Keçer said former Kızılot Mayor Kasım Fikret Dayıoğlu banned the use of fireworks in the region after scientific research indicated the potential damage caused by the fireworks to the environment. He also said lights scare the turtles and the hatchlings.

“When loud noise is added to the lights, the turtles’ fear increases 10 times,” he said. “Since the fireworks scare the turtles, the hotels in the region will not be allowed to use fireworks during the tourist season. We have proposed that hoteliers organize balloon shows instead of loud fireworks shows.”

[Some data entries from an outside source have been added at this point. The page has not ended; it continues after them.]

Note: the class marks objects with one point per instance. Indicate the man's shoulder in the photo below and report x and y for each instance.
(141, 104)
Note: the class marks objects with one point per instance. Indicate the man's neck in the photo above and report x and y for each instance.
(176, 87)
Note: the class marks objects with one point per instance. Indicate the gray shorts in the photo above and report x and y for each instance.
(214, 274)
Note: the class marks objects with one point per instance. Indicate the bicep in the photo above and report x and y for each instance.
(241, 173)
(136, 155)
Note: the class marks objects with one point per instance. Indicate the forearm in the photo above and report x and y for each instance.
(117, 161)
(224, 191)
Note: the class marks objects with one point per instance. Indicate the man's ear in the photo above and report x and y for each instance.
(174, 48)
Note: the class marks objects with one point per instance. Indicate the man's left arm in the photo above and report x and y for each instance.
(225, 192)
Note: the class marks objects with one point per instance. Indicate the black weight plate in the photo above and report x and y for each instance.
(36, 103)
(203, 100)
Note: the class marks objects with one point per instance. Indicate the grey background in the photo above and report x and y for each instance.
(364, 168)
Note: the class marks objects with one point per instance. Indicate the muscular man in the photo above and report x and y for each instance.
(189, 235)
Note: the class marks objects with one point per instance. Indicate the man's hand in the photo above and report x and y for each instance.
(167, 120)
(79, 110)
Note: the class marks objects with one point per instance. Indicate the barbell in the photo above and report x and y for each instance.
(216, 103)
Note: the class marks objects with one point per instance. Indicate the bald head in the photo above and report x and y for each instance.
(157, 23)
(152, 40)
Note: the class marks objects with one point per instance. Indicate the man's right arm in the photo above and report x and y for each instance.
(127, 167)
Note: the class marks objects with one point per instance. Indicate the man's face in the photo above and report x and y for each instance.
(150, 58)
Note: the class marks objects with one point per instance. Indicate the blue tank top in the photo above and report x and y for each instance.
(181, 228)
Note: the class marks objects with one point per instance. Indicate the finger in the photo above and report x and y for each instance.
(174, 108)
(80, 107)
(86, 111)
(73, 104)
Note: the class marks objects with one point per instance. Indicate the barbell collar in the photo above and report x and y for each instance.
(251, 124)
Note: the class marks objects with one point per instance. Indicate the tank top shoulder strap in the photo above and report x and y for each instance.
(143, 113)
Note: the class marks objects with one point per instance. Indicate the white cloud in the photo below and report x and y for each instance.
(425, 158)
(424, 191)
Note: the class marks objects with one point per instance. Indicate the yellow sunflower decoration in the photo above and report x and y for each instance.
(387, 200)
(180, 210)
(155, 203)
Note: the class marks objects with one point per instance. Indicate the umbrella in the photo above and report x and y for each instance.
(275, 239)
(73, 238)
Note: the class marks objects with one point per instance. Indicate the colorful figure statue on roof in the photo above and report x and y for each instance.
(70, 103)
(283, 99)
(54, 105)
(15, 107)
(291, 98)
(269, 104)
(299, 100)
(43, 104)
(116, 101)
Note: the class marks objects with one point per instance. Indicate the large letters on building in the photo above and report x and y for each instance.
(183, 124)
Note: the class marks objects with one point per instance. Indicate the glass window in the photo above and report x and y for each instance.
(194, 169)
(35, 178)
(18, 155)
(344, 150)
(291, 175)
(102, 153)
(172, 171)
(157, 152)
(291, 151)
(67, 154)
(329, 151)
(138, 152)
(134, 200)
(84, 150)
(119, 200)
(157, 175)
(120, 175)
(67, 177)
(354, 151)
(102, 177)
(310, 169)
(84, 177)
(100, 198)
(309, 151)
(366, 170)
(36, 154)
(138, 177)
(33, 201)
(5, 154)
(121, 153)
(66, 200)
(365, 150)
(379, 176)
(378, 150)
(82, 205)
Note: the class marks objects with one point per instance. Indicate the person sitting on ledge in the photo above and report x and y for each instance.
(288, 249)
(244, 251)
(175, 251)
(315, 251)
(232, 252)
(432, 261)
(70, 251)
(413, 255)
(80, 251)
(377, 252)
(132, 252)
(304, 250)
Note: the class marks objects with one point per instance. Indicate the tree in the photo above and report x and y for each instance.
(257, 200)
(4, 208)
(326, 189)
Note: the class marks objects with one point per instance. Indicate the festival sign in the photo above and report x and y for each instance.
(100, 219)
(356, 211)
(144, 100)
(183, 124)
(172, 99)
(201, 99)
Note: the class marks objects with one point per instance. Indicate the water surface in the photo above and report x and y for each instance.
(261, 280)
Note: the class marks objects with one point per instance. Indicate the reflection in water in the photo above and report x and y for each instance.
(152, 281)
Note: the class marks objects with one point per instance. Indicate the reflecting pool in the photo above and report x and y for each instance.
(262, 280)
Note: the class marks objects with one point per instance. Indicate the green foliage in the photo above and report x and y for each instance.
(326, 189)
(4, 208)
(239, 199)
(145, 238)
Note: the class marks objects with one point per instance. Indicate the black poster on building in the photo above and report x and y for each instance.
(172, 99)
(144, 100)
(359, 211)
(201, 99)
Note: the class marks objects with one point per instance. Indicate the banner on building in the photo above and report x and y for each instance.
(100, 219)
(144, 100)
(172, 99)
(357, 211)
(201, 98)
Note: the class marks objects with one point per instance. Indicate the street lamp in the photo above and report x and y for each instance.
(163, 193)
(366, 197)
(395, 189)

Keçer said the whole seven-kilometer beach in Kızılot is a breeding zone for the turtles. “We know the importance of the turtles for nature as they also contribute to tourism,” said the mayor. “Some think that the sea turtles are an obstacle for tourism, which is totally wrong.”

In the Mediterranean, loggerheads mate from late March to early June. The female nesting season is at its peak in June and July, but this depends on the nesting beach. In general, each female produces between 70 and 150 eggs, each of which is roughly the size and shape of a ping-pong ball. The average interval between nesting seasons is two to three years.

After approximately 80 days, the hatchlings emerge – usually at night when the risk of predators is lower. Because they usually follow the brightest light to the ocean's edge, artificial lights from human activity can lead the loggerheads astray.